WASHINGTON, June 15 (UPI) -- Novartis said a new study shows its COX-2 inhibitor Prexige may be safer than ibuprofen in osteoarthritis patients, but some analysts are not convinced that this will be enough to get it approved by the U.S. Food and Drug Administration.
Novartis presented a study at the European Congress of Rheumatology meeting in Barcelona, Spain, showing Prexige slightly reduced blood pressure in osteoarthritis patients with controlled hypertension, compared to a slight increase in those taking ibuprofen.
Ben Yeoh, an analyst with Dresdner Kleinwort, said the data "looks promising" for Prexige.
"However, given the cautious nature of current FDA we are unsure if the Prexige data package is enough to convince FDA," Yeoh stated in a research report. "Approval possible in 2008 but must be considered risky."
Novartis originally submitted a new drug application to the FDA for Prexige in 2002, but the agency deemed it non-approvable due to liver toxicity concerns. Novartis, which plans to refile the Prexige NDA this year, said the new data are important because the cardiovascular adverse effects associated with other non-steroidal anti-inflammatory drugs may be due to their potential to increase blood pressure.
"NSAIDs, including some COX-2s, have been associated with raised blood pressure, and this effect may be in part responsible for the increased risk of cardiovascular disease associated with this class of medications," Tom MacDonald, professor of clinical pharmacology at the Ninewells Hospital and Medical School's hypertension research centre in Dundee, Scotland, said in a statement issued by Novartis. "These data indicate that (Prexige) may have less impact on blood pressure than the most commonly used NSAID ibuprofen."
The study, which involved 741 hypertensive osteoarthritis patients 50 years of age or older, compared once-daily Prexige with ibuprofen taken three times per day. Patients in the Prexige group showed a decrease in mean systolic blood pressure of 2.7 mmHg compared to an increase of 2.2 mmHg in the ibuprofen arm. Mean diastolic blood pressure decreased by 1.5 mmHg in the Prexige group compared with an increase of 0.5 mmHg in those taking ibuprofen.
Prexige has similar efficacy and adverse events as ibuprofen. Adverse events were mostly mild, with the most common in both treatment groups consisting of upper abdominal pain.
Novartis is also dealing with the loss of a patent on one of its key products.

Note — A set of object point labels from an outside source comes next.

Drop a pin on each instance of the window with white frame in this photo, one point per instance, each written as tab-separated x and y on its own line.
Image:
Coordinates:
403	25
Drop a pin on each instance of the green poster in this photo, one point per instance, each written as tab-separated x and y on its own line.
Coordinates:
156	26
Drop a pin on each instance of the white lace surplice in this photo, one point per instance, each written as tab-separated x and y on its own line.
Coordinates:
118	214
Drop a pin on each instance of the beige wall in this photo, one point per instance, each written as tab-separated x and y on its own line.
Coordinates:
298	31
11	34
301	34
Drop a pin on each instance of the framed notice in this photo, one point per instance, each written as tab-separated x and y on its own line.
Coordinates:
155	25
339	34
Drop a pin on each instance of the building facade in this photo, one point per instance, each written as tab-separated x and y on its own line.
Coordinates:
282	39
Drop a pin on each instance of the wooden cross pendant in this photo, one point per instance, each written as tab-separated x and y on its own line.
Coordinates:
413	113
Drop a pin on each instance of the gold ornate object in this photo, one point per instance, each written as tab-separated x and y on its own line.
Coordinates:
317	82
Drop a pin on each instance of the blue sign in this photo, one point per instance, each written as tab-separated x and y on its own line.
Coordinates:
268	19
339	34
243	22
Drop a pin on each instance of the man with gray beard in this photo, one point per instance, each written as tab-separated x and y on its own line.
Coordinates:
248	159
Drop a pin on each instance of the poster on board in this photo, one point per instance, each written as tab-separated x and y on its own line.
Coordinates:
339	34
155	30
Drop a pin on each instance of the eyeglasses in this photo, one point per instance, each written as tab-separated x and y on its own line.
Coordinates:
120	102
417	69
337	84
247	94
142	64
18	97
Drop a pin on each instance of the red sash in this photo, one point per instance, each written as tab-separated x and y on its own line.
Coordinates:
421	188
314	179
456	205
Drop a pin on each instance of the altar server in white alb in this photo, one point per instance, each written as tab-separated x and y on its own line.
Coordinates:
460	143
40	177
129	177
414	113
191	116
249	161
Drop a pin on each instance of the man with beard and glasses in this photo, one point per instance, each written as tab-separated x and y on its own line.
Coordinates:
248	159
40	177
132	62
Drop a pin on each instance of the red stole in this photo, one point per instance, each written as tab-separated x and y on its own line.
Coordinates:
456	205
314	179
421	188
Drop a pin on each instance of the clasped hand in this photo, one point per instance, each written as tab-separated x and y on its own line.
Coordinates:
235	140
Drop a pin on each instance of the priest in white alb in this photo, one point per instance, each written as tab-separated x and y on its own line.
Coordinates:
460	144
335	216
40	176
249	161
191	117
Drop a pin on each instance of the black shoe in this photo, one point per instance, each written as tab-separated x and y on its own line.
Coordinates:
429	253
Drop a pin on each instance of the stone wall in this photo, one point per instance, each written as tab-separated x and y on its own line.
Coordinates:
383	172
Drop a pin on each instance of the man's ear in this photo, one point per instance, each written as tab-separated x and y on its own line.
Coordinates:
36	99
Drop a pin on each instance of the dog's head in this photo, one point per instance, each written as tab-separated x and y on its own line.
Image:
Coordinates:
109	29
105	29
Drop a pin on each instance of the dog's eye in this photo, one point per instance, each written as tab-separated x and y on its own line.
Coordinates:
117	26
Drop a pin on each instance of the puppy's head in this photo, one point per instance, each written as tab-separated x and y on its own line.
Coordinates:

Earlier this week, the U.S. Court for the District of New Jersey removed its temporary restraining order on Teva's generic version of Novartis' hypertension drug, Lotrel, which generated $1.3 billion in sales last year.
"We expect a rapid erosion of the branded Lotrel market -- particularly as Novartis will immediately launch its own generic version of Lotrel in the United States through its Sandoz division, while Teva immediately resumes its supply," Credit Suisse analyst Steve Plag said in a statement.
Teva initially launched its product last month before the restraining order was imposed. About three months supply was shipped and that alone eroded more than 40 percent of Lotrel's franchise since mid-May, Plag stated. The resumption of shipment of Teva's drug will continue that erosion, he added.
Plag reduced his earnings per share forecast for Novartis by 5 percent next year to $3.50, resulting in a drop in EPS growth from 9 percent to 6 percent.
He also speculated that there could be further downside for the company due to a slow start for its new hypertension drug, Tekturna.
"We still are concerned that a further downward revision of medium to long term consensus earnings may be required for Tekturna -- which we expect to undershoot expectations (Credit Suisse forecast Tekturna sales of $585 million by 2011 vs. $1.6 billion Evaluate Pharma consensus)," Plag stated. "It's early days yet -- but we remain unimpressed with initial prescription trends."
Tekturna, the first high blood pressure drug that inhibits the kidney enzyme renin, was approved by the FDA in March.